Alternatively, in one embodiment, the exhaust valve 600 may be angled in the range of 15 to 25 degrees relative to the direction of movement of the piston 300, as indicated by angle α in FIG. 1. The value of the included angle is not beneficial to the formation of the tumble flow no matter being bigger or smaller, and when the value range of the included angle is 15 degrees to 25 degrees, the formation of the tumble flow is facilitated, and more combustible mixed gas is facilitated, so that the thermal efficiency of the methanol engine provided with the combustion chamber structure 100 is improved.

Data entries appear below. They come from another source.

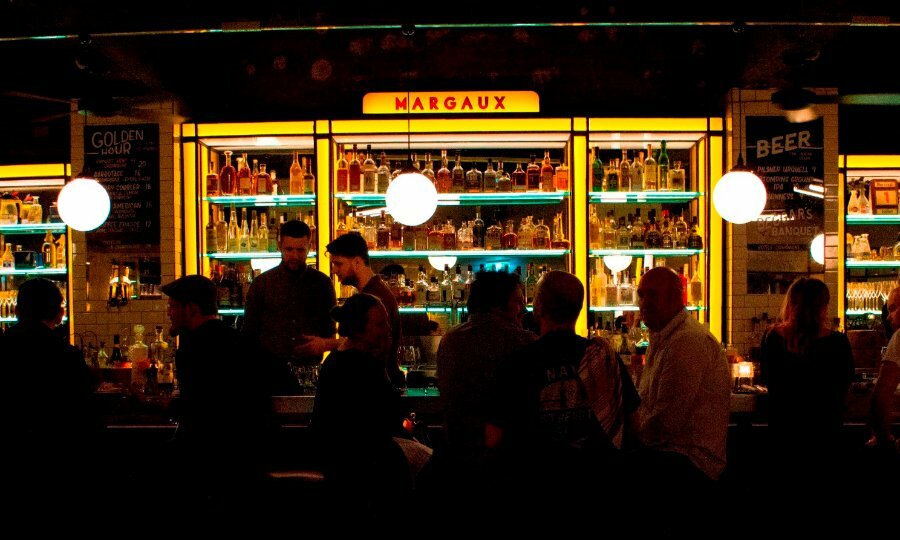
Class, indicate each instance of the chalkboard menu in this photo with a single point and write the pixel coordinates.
(789, 159)
(125, 160)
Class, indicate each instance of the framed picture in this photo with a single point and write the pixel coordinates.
(883, 195)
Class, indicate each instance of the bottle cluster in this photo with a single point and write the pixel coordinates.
(357, 172)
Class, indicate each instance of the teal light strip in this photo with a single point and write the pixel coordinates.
(613, 197)
(469, 253)
(853, 263)
(859, 219)
(654, 252)
(34, 272)
(32, 228)
(265, 200)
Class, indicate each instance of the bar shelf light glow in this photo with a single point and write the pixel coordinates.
(871, 219)
(464, 199)
(613, 197)
(32, 228)
(264, 200)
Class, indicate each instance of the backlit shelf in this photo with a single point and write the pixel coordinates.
(34, 272)
(264, 200)
(465, 199)
(399, 254)
(252, 255)
(648, 251)
(855, 263)
(869, 219)
(613, 197)
(32, 228)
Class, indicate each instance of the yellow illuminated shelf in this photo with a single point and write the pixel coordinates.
(465, 199)
(263, 200)
(32, 228)
(613, 197)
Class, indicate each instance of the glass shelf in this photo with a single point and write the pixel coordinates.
(869, 219)
(252, 255)
(654, 252)
(264, 200)
(613, 197)
(34, 272)
(400, 254)
(32, 228)
(863, 312)
(465, 199)
(854, 263)
(635, 308)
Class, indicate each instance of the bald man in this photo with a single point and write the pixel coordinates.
(685, 389)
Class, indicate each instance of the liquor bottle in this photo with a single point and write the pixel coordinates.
(227, 176)
(370, 172)
(533, 175)
(444, 179)
(457, 176)
(295, 185)
(355, 172)
(309, 179)
(597, 179)
(662, 165)
(562, 174)
(490, 177)
(519, 178)
(245, 176)
(676, 177)
(383, 175)
(651, 171)
(263, 180)
(478, 231)
(343, 173)
(504, 182)
(212, 181)
(474, 180)
(547, 183)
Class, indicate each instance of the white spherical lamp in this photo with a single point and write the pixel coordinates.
(617, 263)
(83, 204)
(411, 198)
(739, 196)
(817, 248)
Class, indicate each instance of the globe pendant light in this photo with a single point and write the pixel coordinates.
(83, 203)
(739, 196)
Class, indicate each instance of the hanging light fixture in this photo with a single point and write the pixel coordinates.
(83, 203)
(411, 198)
(739, 196)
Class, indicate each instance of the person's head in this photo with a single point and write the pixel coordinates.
(363, 320)
(558, 300)
(192, 300)
(893, 309)
(660, 297)
(349, 255)
(294, 244)
(39, 301)
(497, 292)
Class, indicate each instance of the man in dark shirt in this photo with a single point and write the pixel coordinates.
(350, 263)
(290, 300)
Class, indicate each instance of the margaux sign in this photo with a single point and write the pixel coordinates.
(466, 102)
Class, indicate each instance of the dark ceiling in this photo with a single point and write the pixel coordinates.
(112, 56)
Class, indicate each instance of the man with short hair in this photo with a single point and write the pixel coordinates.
(290, 300)
(685, 389)
(349, 256)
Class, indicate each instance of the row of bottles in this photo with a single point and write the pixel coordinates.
(639, 173)
(256, 234)
(388, 234)
(358, 173)
(244, 181)
(634, 233)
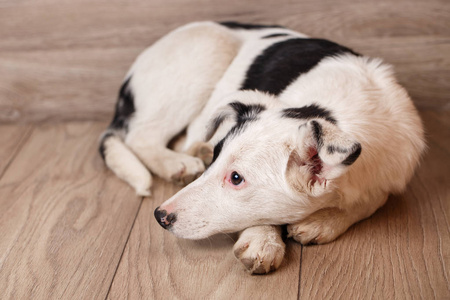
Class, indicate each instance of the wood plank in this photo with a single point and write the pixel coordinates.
(13, 137)
(65, 218)
(403, 250)
(157, 265)
(47, 43)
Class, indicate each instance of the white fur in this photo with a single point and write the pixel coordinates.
(188, 78)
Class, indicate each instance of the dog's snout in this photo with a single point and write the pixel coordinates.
(163, 219)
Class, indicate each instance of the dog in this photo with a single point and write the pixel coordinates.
(280, 128)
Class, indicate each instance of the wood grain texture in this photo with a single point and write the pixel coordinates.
(64, 219)
(13, 137)
(403, 250)
(157, 265)
(64, 60)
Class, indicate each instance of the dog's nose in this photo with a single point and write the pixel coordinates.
(163, 219)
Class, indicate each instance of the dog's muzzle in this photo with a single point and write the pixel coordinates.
(163, 219)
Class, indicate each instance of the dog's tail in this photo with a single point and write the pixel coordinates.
(123, 162)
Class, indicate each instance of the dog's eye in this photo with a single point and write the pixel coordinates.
(236, 179)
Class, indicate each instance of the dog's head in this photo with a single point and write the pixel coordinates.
(270, 162)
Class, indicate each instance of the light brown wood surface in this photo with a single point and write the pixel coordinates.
(69, 229)
(13, 137)
(64, 221)
(157, 265)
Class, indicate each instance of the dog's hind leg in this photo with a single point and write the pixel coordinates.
(151, 149)
(260, 248)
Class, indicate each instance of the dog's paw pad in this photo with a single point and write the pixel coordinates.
(260, 256)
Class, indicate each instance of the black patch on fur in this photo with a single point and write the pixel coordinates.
(317, 131)
(215, 125)
(331, 149)
(217, 150)
(244, 114)
(124, 107)
(237, 25)
(274, 35)
(102, 148)
(281, 63)
(309, 112)
(356, 151)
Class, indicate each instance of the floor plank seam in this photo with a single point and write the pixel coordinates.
(20, 145)
(124, 247)
(300, 272)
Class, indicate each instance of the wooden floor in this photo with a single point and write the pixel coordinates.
(69, 229)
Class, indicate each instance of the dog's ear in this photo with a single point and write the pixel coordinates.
(322, 154)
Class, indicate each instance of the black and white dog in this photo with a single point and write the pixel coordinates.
(292, 130)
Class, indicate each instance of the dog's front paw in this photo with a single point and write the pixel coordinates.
(321, 227)
(260, 249)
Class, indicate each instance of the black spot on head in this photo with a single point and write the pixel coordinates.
(244, 114)
(102, 148)
(317, 131)
(274, 35)
(331, 149)
(124, 107)
(217, 150)
(281, 63)
(309, 112)
(237, 25)
(355, 152)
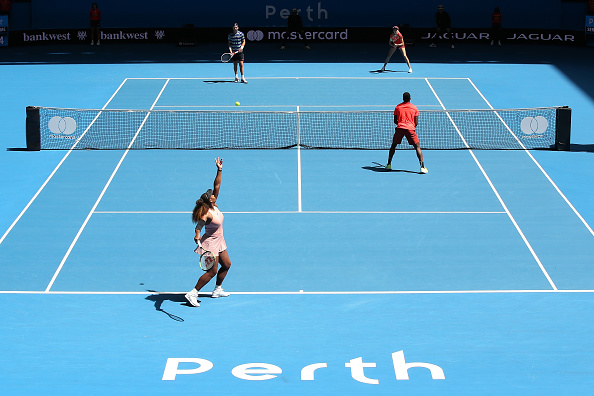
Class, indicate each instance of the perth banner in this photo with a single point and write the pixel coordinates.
(184, 36)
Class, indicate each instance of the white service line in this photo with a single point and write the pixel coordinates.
(56, 168)
(78, 234)
(300, 292)
(511, 217)
(300, 212)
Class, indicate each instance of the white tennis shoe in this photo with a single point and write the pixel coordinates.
(192, 299)
(219, 292)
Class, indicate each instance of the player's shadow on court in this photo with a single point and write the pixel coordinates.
(381, 168)
(387, 71)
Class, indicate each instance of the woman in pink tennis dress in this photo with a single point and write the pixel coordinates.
(396, 41)
(207, 215)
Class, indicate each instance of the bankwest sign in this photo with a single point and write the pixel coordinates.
(316, 34)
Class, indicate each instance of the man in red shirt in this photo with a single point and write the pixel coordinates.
(406, 118)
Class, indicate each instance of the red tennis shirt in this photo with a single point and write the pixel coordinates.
(406, 112)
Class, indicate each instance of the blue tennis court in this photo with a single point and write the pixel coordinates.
(475, 278)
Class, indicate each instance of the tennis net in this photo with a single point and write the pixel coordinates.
(63, 129)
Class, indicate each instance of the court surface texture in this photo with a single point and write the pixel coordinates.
(474, 279)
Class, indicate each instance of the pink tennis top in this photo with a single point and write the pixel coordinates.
(213, 239)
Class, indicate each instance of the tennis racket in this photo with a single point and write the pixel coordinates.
(207, 258)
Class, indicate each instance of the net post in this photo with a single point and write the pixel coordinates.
(563, 129)
(33, 129)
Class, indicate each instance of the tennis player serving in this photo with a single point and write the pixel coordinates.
(406, 118)
(207, 215)
(396, 42)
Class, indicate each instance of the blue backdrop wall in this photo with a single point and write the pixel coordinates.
(538, 14)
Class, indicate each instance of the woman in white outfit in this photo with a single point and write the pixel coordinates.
(207, 215)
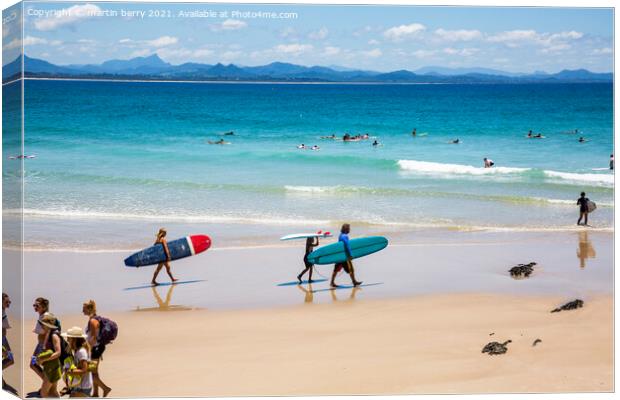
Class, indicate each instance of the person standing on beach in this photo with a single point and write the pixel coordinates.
(49, 358)
(41, 306)
(161, 239)
(582, 202)
(92, 337)
(311, 243)
(79, 377)
(348, 264)
(7, 354)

Alternatively, in one embodiment, two intake valves 500 are provided, which is advantageous for improving the intake efficiency of the combustion chamber structure 100, and the two intake valves 500 are arranged at intervals along the length direction of the cross section, so as to fully utilize the space of the first roof 411. This longitudinal direction is shown in the direction a of fig. 1.

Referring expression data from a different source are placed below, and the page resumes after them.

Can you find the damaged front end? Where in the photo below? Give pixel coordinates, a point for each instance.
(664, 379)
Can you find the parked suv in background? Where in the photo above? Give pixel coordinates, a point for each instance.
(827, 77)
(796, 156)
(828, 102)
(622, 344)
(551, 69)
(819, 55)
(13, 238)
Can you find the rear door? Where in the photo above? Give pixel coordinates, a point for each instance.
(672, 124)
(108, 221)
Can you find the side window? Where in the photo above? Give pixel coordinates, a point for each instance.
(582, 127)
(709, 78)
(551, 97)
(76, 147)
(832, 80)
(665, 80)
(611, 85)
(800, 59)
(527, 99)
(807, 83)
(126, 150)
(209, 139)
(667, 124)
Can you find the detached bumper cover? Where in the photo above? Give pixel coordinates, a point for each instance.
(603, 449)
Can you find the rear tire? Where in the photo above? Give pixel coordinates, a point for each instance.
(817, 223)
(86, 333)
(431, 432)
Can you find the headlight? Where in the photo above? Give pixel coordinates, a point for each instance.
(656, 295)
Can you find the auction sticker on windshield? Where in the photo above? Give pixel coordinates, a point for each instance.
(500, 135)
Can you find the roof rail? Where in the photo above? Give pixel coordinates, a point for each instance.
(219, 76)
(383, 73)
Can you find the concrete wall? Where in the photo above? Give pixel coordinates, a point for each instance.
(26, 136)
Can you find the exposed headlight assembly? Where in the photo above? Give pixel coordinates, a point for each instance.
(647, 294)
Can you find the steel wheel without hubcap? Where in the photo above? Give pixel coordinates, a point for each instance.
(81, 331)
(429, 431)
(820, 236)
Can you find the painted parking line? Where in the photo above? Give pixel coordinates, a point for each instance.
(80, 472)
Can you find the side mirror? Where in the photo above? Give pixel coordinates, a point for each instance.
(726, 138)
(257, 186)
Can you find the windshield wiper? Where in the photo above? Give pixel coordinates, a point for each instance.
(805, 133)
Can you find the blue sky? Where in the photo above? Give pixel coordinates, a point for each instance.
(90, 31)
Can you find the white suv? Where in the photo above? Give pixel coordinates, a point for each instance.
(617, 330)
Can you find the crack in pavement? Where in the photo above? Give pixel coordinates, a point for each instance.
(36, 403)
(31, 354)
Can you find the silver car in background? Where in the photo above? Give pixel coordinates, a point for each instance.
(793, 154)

Optionally, in an embodiment, the exhaust valves 600 are disposed on the second roof 412, and two exhaust valves 600 are disposed, so as to improve the exhaust efficiency of the combustion chamber structure 100, and the two exhaust valves 600 are disposed at intervals along the length direction of the cross section, so as to fully utilize the space of the second roof 412.
It should be noted that, in one embodiment, the combustion chamber structure further includes a cylinder liner 800, the cylinder liner 800 is disposed between the cylinder head 400 and the cylinder liner 200, and the cylinder head 400, the cylinder liner 800, the cylinder liner 200, and the piston 300 together define the combustion chamber 700.
The utility model also provides a methanol engine, which comprises the combustion chamber structure 100, and the specific structure of the combustion chamber structure 100 refers to the above embodiments, and because the methanol engine adopts all the technical schemes of all the embodiments, the methanol engine at least has all the beneficial effects brought by the technical schemes of the embodiments, and the description is omitted herein.
The utility model also provides a vehicle, which comprises a vehicle main body and the methanol engine, wherein the specific structure of the methanol engine refers to the embodiment, and the vehicle adopts all the technical schemes of all the embodiments, so that the vehicle at least has all the beneficial effects brought by the technical schemes of the embodiments, and the description is omitted herein. Specifically, the methanol engine is provided in the vehicle body.
The foregoing description is only of the optional embodiments of the present utility model, and is not intended to limit the scope of the utility model, and all the equivalent structural changes made by the description of the present utility model and the accompanying drawings or the direct/indirect application in other related technical fields are included in the scope of the utility model.